Anniversary party
| Time Limit: 1000MS | Memory Limit: 65536K | |
| Total Submissions: 10417 | Accepted: 5957 |
Description
There is going to be a party to celebrate the 80-th Anniversary of the Ural State University. The University has a hierarchical structure of employees. It means that the supervisor relation forms a tree rooted at the rector V. E. Tretyakov. In order to make the party funny for every one, the rector does not want both an employee and his or her immediate supervisor to be present. The personnel office has evaluated conviviality of each employee, so everyone has some number (rating) attached to him or her. Your task is to make a list of guests with the maximal possible sum of guests' conviviality ratings.
Input
Employees are numbered from 1 to N. A first line of input contains a number N. 1 <= N <= 6 000. Each of the subsequent N lines contains the conviviality rating of the corresponding employee. Conviviality rating is an integer number in a range from -128 to 127. After that go N – 1 lines that describe a supervisor relation tree. Each line of the tree specification has the form:
L K
It means that the K-th employee is an immediate supervisor of the L-th employee. Input is ended with the line
0 0
L K
It means that the K-th employee is an immediate supervisor of the L-th employee. Input is ended with the line
0 0
Output
Output should contain the maximal sum of guests' ratings.
Sample Input
7 1 1 1 1 1 1 1 1 3 2 3 6 4 7 4 4 5 3 5 0 0
Sample Output
5
题意:给你一颗N个节点的树,每个节点都有权值,当选择一个节点时,其直接的父亲节点不能在选择,现在问你能选择的节点最大和是多少。

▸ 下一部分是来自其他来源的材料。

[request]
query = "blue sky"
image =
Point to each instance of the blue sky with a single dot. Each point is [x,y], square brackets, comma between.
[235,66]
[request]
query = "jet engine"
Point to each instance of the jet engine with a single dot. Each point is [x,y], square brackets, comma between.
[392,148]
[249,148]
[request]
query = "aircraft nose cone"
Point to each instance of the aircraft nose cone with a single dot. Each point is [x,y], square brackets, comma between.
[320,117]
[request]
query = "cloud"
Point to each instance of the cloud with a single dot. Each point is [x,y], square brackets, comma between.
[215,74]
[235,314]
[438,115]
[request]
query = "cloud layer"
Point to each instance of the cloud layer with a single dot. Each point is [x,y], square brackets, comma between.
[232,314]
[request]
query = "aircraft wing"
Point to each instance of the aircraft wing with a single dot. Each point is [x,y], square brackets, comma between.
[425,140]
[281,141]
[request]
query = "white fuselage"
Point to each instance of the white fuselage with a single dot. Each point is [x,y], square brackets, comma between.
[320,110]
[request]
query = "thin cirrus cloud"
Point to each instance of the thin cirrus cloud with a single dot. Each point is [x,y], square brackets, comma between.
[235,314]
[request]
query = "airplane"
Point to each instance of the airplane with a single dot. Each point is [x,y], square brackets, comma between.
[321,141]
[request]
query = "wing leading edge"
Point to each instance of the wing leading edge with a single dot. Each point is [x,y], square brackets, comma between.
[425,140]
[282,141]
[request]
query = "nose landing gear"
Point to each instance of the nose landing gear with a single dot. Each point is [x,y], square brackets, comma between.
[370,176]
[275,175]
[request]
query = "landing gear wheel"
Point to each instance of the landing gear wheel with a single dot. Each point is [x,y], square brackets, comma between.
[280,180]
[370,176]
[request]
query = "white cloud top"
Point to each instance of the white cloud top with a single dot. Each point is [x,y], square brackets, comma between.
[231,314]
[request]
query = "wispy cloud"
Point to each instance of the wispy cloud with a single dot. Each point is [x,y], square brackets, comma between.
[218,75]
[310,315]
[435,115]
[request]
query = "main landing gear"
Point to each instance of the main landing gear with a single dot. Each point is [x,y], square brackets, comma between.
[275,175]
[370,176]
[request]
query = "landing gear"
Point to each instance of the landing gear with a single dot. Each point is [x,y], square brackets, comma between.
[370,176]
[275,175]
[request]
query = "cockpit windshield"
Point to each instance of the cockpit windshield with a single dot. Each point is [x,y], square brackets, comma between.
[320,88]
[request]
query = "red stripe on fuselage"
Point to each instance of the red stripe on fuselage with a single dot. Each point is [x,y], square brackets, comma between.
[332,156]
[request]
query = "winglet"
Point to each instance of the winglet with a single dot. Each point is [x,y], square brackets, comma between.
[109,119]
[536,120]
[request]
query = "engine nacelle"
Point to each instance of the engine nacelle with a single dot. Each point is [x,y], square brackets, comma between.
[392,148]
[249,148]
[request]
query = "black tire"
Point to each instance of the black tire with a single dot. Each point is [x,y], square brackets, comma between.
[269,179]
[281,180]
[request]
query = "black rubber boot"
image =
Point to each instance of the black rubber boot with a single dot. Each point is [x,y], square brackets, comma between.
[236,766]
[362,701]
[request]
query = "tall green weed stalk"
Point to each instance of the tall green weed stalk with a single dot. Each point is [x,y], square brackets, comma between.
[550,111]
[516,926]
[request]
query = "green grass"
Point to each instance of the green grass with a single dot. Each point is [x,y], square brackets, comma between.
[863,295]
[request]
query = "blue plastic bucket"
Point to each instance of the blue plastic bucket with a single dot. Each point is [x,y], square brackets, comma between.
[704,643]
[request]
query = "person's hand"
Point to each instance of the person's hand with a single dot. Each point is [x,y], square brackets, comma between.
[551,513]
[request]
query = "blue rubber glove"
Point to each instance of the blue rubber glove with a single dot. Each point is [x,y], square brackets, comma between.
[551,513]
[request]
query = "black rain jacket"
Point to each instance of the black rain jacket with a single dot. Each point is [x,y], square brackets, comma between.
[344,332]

思路:树形dp入门题,我们定义dp[i][0]为第i个节点不选时的最优解,dp[i][1]为选择时的最优解。
根据题目限制,可以很容易得到状态方程:设i为父节点,j为子节点
dp[i][0]+=max(dp[j][0],dp[j][1])
dp[i][1]+=dp[j][0];
我们可以用vector保存树,同时开一个数组保存父亲节点,便于我们找到这棵树的根root,然后从根开始dfs这颗树即可更新出最优解。最后dp[root][0]与dp[root][1]取最大输出即可。
#include<iostream>
#include<cstdio>
#include<cstdlib>
#include<cstring>
#include<algorithm>
#include<cmath>
#include<string>
#include<map>
#include<vector>
#include<queue>
#include<stack>
#include<set>
#include<sstream>
#define ll long long
#define lson l,mid,root<<1
#define rson mid+1,r,root<<1|1
using namespace std;
vector<ll>v[6060];
ll n,dp[6060][10],f[6060],root;
void dfs(ll root)
{
for(ll i=0;i<v[root].size();i++)
{
ll nex=v[root][i];
dfs(nex); //走到叶子节点为止
}
for(ll i=0;i<v[root].size();i++)
{
ll nex=v[root][i];
dp[root][0]+=max(dp[nex][0],dp[nex][1]); //回溯时开始更新当前父亲节点的最优解
dp[root][1]+=dp[nex][0];
}
return ;
}
int main()
{
ll x,y;
while(~scanf("%lld",&n))
{
if(n==0)
memset(dp,0,sizeof(dp));
for(ll i=1;i<=n;i++)scanf("%lld",&dp[i][1]);
for(ll i=0;i<=n;i++)v[i].clear();
for(ll i=1;i<=n;i++)f[i]=i;
while(1)
{
scanf("%lld%lld",&x,&y);
v[y].push_back(x); //用vector存树
f[x]=y; //保存i的父亲节点
if(x==0&&y==0)break;
}
root=1;
while(f[root]!=root)root=f[root]; //找到这颗树的根节点
dfs(root);
ll ans=max(dp[root][0],dp[root][1]);
printf("%lld\n",ans);
}
return 0;
}